Fitting SVC model on Khan Gene Data Set in Python


I have four .csv files containing the training data (data points and their classes) plus test data (data points and their classes) that has been stored into X_train, y_train, X_test and y_test variables respectively.

I need to train a CSV model and test it with the test data and as sklearn.svm.SVC gets numpy arrays as input I tried converting pandas data frames to numoy arrays as follows:

X_train_gene = pd.read_csv("Khan_xtrain.csv").drop('Unnamed: 0', axis=1).values.ravel()
y_train_gene = pd.read_csv("Khan_ytrain.csv").drop('Unnamed: 0', axis=1).values.ravel()
X_test_gene = pd.read_csv("Khan_xtest.csv").drop('Unnamed: 0', axis=1).values.ravel()
y_test_gene = pd.read_csv("Khan_ytest.csv").drop('Unnamed: 0', axis=1).values.ravel()

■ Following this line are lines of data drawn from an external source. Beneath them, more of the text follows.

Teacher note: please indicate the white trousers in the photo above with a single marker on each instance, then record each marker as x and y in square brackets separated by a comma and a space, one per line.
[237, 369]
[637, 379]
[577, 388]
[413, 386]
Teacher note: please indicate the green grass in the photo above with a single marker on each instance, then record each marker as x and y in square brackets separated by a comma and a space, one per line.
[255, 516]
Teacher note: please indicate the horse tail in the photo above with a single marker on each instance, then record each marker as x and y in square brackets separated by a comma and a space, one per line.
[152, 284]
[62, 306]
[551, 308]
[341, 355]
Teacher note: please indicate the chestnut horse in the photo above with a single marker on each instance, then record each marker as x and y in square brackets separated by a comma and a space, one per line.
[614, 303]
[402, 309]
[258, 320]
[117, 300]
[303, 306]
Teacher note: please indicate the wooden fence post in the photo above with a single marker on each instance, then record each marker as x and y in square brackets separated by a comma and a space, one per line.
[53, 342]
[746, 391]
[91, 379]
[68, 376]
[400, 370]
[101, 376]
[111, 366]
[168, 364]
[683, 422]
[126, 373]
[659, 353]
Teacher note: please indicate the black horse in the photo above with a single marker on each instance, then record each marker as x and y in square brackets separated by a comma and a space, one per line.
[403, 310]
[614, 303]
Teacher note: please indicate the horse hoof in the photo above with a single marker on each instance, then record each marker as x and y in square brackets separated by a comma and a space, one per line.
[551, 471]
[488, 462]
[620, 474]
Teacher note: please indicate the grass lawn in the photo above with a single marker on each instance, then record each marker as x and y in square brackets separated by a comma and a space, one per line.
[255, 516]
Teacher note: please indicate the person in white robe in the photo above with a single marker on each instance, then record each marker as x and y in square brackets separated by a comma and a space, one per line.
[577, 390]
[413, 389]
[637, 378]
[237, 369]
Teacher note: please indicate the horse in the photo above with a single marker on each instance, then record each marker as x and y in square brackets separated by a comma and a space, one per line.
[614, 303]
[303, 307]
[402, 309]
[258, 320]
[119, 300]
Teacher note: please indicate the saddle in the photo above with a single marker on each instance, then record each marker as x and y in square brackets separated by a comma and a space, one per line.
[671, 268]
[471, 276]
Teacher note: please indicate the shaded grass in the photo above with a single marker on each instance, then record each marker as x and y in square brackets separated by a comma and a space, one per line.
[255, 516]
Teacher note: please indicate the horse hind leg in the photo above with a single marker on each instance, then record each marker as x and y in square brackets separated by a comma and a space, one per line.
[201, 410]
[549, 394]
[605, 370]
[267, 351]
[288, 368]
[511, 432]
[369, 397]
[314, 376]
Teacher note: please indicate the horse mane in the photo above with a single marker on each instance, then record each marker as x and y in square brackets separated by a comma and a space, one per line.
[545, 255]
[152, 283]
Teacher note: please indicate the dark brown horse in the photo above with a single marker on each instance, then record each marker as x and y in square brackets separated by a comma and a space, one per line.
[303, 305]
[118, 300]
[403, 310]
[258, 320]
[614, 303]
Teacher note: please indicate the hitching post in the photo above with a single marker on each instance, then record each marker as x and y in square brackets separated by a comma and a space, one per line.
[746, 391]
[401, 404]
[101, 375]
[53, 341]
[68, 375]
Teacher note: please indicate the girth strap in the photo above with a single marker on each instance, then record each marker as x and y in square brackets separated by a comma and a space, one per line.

Then I tried the following lines of code to train my model:

from sklearn.svm import SVC
svm_gene = SVC(C=10, kernel='linear')
svm_gene.fit(X_train_gene, y_train_gene)

But I get a value error:

ValueError: Expected 2D array, got 1D array instead: array=[ 0.7733437 -2.438405 -0.4825622 ... -1.115962 -0.7837286 -1.339411 ]. Reshape your data either using array.reshape(-1, 1) if your data has a single feature or array.reshape(1, -1) if it contains a single sample.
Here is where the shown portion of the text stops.